You wrote to me that I shouldn't love you, that it is wrong and a waste of my life when there is some other girl waiting to bloom if I loved her. Those were very beautiful words. I must have read them a hundred times. I kept them as I keep all your letters. I wish you would put just a drop of your perfume on them before you post them. It would mean so much to me.

How can it be wrong for me to love you if I don't want anything bad to come out of it? I am not after you in any way to harm my brother. I would have no problem going to Charlie and explaining how I feel. I think he would understand. I think he even knows. Charlie will see there is no harm in it.

I want it to be just like the loves they had in the time of King Arthur, when a knight would dedicate his life to a lady in all chastity. I don't think I really even care about the other thing.
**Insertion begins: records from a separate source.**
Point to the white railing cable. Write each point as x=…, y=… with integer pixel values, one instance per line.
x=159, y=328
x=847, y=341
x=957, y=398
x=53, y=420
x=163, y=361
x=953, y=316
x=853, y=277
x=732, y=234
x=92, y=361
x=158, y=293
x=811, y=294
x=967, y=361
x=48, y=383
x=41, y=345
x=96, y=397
That's just plumbing. I want to live in the light, above all that machinery. I think that's where you already live. You wrote to me that you're not a saint, that you're an ordinary woman, that you can be selfish and thoughtless too. I don't believe you. I think that you are simply the best person I ever met, and that's why I feel this way about you.

You asked me not to write these words, but I can't help it: I love you. Every time I write or think that, something in me gives a bit, surrenders to you. It started out a tiny pebble: there was that little of me that was the best part. I love you. Every time I say it I add some more to the best part of me. It has become a huge boulder and if I keep working I can make it a hill. Maybe someday I can become a tall mountain in this world, for love of you. If God wills. I love you.

You hurt me the most when you wrote that you didn't want to think that I am fighting for you in Vietnam. I don't mean that you did something wrong. If that is what you feel, you were right to tell me. But a knight must have a quest. If this is not mine, if it is not for you, then you must tell me what to do. If you say I should stay here, I will. If you told me to run away, or to become a conscientious objector, I would obey you. I want you to guide me. I am your thing. I love you.

I have been looking for God: in the streets, in the morning light, in the hills and in the bush. Sometimes I have dark moments. In one of these I thought I had found Him in the smell of gasoline. I won't say any more about that.

Every morning I say a prayer for you and then for myself. Pray for us sinners now and at the hour of our deaths. That is the one I say for myself. I made up the one I say for you. I will write it down and send it in another letter.

Please don't be angry at me. Forgive me for anything I have said or done which displeased you. You are the sun to me. I love you as I love the sun.